Azure Kubernetes Service reduces the operational burden of running Kubernetes by managing the control plane — API server, etcd, scheduler — so you don’t have to. What it doesn’t manage is everything else: node pool configuration, workload identity, storage class selection, networking topology, upgrade timing, cost governance, and security posture. The “managed” label covers a narrow slice of what actually requires operational attention.
The articles in this collection address the decisions AKS leaves to platform engineers. Identity configuration covers Workload Identity Federation — why it’s more complex than service account tokens and where credentials still leak despite federation. Storage articles examine what happens to PVCs when node pools get replaced and which storage classes survive real restore scenarios. Networking content covers multi-cluster hub-spoke topologies and when mesh complexity becomes justified rather than premature.

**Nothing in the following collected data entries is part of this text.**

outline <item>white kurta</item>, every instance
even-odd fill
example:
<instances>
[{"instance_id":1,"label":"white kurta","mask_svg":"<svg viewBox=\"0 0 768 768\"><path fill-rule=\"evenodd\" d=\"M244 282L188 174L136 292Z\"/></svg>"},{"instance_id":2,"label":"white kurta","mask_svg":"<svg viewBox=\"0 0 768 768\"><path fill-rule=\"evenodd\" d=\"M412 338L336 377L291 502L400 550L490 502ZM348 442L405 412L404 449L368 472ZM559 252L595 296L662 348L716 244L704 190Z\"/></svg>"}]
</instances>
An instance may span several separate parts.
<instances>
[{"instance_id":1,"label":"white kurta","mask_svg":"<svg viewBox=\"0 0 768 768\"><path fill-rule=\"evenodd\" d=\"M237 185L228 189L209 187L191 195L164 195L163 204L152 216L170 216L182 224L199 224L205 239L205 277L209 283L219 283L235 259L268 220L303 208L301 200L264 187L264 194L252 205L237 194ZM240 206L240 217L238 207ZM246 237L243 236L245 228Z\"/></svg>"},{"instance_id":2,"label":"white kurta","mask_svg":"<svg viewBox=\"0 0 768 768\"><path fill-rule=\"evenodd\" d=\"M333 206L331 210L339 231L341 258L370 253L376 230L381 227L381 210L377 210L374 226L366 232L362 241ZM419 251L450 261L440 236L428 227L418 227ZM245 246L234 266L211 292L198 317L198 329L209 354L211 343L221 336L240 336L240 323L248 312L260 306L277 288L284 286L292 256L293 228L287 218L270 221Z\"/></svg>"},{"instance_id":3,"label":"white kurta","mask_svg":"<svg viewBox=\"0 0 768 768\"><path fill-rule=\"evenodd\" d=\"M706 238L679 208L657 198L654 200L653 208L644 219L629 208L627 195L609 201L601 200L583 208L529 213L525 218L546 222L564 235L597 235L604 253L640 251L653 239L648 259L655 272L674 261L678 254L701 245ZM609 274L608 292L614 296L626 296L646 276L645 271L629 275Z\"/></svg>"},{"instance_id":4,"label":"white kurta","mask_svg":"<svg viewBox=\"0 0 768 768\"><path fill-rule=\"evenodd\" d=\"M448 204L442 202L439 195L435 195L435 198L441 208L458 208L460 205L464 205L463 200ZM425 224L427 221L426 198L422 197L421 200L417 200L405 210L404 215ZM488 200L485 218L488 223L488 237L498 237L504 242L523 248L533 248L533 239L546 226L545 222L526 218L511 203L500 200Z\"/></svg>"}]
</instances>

Cluster upgrades are a recurring theme because the documentation describes them optimistically. Cordon and drain behavior, Pod Disruption Budget configuration that actually prevents downtime rather than just satisfying a checkbox, and multi-node-pool rollout strategies that make upgrades reproducible rather than heroic one-off events.
Cost governance gets specific attention because resource limits are not a cost strategy. Node pool design decisions, spot VM integration without reliability regressions, and FinOps tagging that produces actionable attribution are each covered with the trade-offs named explicitly.
At scale — clusters above a few hundred nodes — AKS behavior changes in ways that smaller clusters don’t expose. etcd limits under high object churn, network saturation, observability overhead that compounds with cluster size, and cost patterns that emerge from early architectural decisions are addressed in articles grounded in production experience rather than constructed scenarios.